Chacun ne manque pas de rappeler l’absence complète de service qu’il nous a rendu pendant la campagne, la négligence extrême apportée dans son service et le cynisme naïf avec lequel il a cessé toute espèce de service, dès le jour même ou il a été décoré.

C’est un tollé général, quelqu’un va l’avertir au Pélican où il est allé déjeuner. Il revient donner de médiocres raisons et soumet son départ à notre approbation, promettant de revenir dans 3 jours. L’autorisation lui est accordée, c’est une véritable comédie. Roussel s’élève fortement contre la faiblesse de Lefort qui n’aurait pas dû laisser partir Liegeois, sans un ordre écrit. Lefort répond qu’il ne veut nous donner que des conseils et non des ordres, et qu’il est toujours sûr d’être entendu quand il s’adresse à notre cœur et à notre honneur.

Émotion générale.

30 octobre on loge les prussiens chez l’habitant.

Proclamation du gouverneur von Krummer.

Il blâme les rassemblements qui ont eu lieu dans la ville lors de l’entrée de ses troupes. Il interdit les rassemblements de plus de 3 personnes.

Les établissements publics devront fermer à 10 heures du soir, toutes les lumières devront être éteintes à pareille heure.

Les habitants doivent remettre toutes leurs armes aux autorités.

Ordre donné aux soldats qui restent encore en ville de se rendre immédiatement au fort Saint Julien.

Le pain manque chez les boulangers de la ville, nous sommes obligés de nous en passer à déjeuner. De nombreux marchands prussiens entrent dans la ville et vendent des provisions de toutes sortes.

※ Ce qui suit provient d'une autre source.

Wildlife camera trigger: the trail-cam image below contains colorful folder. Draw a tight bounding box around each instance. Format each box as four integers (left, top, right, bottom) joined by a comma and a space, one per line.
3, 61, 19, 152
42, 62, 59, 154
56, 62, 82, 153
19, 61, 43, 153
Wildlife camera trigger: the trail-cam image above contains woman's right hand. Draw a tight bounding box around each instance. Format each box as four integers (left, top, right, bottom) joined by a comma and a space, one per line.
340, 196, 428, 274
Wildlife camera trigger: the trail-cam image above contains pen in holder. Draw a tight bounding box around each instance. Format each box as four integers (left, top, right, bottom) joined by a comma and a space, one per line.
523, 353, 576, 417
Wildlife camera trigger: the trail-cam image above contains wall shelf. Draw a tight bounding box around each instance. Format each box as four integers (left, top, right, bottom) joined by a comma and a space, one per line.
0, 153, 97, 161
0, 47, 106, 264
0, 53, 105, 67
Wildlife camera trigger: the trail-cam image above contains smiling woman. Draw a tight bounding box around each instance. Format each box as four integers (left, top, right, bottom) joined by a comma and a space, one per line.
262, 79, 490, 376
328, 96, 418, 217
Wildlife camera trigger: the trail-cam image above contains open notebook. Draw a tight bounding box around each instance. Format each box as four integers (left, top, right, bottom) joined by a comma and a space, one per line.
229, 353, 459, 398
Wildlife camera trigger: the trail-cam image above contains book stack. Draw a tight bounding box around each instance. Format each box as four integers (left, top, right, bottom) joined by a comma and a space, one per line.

Lefort nous communique une lettre du médecin en chef des hôpitaux de la ville, dans laquelle il nous remercie des services que plusieurs d’entre nous ont rendus dans les hôpitaux de la ville. Il nous avertit qu’ils deviennent inutiles, le nombre des médecins militaires étant maintenant plus que suffisants pour les hôpitaux, attendu que tous les médecins des différents corps d’armée sont rentrés en ville et ne suivent pas leurs soldats.

Il ne reste plus qu’à rendre les blessés de l’ambulance, nous allons donc être libres bientôt.

Les troupes prussiennes vont bientôt quitter la ville, en partie pour se diriger sur Paris, Lille, Lyon.

L’abbé Lamarche ne voulant pas laisser nos pauvres soldats sans secours a la généreuse idée de les accompagner dans leur captivité. Il demande l’autorisation aux autorités prussiennes qui la lui accordent. Il doit partir demain.

Me sentant très souffrant depuis 3 jours et n’ayant plus d’occupation, je vais me reposer à Montigny auprès de Delafosse. J’y resterai quelques jours en attendant les décisions qui seront prises au sujet de notre départ.